Nonlinear network dynamics under perturbations of the underlying graph

TL;DR

This paper explores how changes in network connectivity, such as edge weights and configurations, influence the dynamics and bifurcations of coupled nonlinear oscillators, with implications for understanding brain and neural networks.

Contribution

It provides a detailed analysis of how various perturbations to the underlying graph affect the phase space and bifurcation structure of nonlinear oscillator networks, incorporating randomness.

Findings

Connectivity perturbations alter bifurcation structures

Edge modifications impact network dynamics significantly

Results have implications for neural and brain networks

Abstract

Many natural systems are organized as networks, in which the nodes (be they cells, individuals or populations) interact in a time-dependent fashion. The dynamic behavior of these networks depends on how these nodes are connected, which can be understood in terms of an adjacency matrix, and connection strengths. The object of our study is to relate connectivity to temporal behavior in networks of coupled nonlinear oscillators. We investigate the relationship between classes of system architectures and classes of their possible dynamics, when the nodes are coupled according to a connectivity scheme that obeys certain constrains, but also incorporates random aspects.
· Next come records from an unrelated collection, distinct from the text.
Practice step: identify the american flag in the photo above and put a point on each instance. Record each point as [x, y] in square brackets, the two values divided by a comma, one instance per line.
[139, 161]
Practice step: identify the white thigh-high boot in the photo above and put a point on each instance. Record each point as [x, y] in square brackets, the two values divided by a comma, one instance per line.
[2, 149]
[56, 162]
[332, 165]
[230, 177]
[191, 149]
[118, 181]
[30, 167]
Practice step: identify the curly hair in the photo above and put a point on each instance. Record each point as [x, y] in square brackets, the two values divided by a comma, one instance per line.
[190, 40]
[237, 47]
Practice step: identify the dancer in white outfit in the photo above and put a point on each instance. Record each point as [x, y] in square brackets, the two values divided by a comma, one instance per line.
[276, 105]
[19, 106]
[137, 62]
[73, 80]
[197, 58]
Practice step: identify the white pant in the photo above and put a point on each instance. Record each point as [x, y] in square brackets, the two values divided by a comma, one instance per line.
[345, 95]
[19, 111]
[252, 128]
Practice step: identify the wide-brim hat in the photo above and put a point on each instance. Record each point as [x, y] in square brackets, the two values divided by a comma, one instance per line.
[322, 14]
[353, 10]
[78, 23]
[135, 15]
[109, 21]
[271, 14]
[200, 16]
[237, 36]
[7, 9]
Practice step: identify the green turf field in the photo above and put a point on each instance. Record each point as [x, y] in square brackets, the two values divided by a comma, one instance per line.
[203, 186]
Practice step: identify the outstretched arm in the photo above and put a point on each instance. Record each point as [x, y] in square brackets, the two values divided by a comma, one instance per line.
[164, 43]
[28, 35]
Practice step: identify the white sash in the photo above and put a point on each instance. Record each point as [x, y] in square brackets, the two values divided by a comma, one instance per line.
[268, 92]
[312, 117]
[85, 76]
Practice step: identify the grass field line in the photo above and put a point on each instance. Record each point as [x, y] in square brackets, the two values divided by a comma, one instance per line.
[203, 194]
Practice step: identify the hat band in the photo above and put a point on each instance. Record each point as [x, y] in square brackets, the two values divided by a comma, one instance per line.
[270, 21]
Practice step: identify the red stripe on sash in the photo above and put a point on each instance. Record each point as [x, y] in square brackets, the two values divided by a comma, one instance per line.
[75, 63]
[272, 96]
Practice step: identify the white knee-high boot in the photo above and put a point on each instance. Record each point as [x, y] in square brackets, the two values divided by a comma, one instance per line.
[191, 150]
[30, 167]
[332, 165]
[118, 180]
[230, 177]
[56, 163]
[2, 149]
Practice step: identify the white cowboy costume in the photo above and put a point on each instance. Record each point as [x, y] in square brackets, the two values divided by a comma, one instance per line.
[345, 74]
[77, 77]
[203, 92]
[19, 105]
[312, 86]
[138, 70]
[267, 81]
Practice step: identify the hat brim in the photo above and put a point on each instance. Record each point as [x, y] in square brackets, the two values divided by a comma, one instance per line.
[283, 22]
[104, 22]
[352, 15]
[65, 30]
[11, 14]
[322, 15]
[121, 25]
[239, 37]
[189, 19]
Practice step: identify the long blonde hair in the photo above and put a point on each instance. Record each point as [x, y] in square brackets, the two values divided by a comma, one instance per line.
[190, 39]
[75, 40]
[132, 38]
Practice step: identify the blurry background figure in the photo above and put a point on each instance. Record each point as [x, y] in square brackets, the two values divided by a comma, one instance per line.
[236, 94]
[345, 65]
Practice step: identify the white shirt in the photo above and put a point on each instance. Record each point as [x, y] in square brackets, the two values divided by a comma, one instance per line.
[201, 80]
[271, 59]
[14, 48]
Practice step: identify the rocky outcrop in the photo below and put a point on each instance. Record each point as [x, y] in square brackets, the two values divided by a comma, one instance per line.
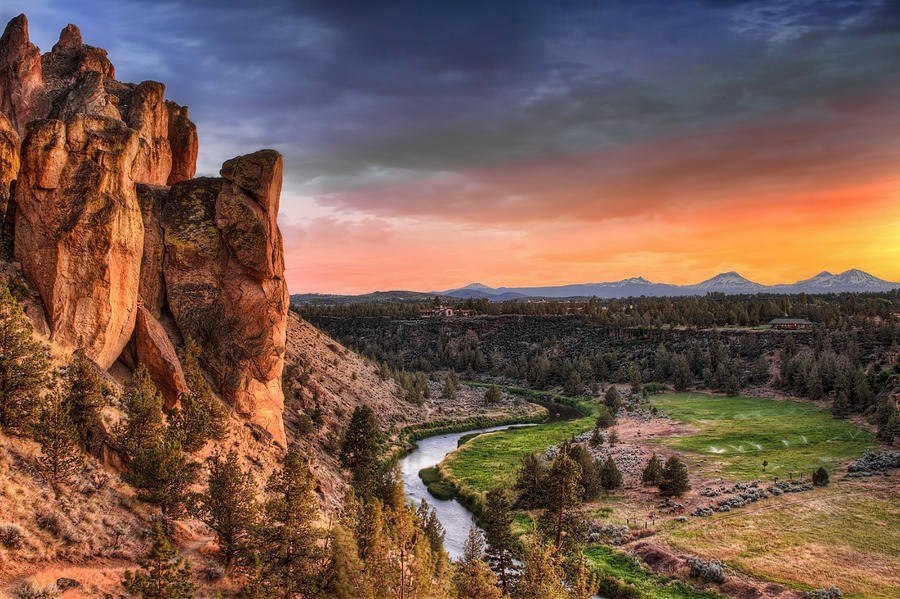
[113, 252]
[9, 166]
[183, 143]
[154, 350]
[224, 270]
[21, 79]
[78, 230]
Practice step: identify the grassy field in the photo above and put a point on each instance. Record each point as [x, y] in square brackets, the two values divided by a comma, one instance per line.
[491, 460]
[734, 435]
[846, 534]
[627, 571]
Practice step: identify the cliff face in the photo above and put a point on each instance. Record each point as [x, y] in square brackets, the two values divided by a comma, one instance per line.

We illustrate how the phase space dynamics and bifurcations of the system change when perturbing the underlying adjacency graph. We differentiate between the effects on dynamics of the following operations that directly modulate network connectivity: (1) increasing/decreasing edge weights, (2) increasing/decreasing edge density, (3) altering edge configuration by adding, deleting or moving edges. We discuss the significance of our results in the context of real life networks. Some interpretations lead us to draw conclusions that may apply to brain networks, synaptic restructuring and neural dynamics.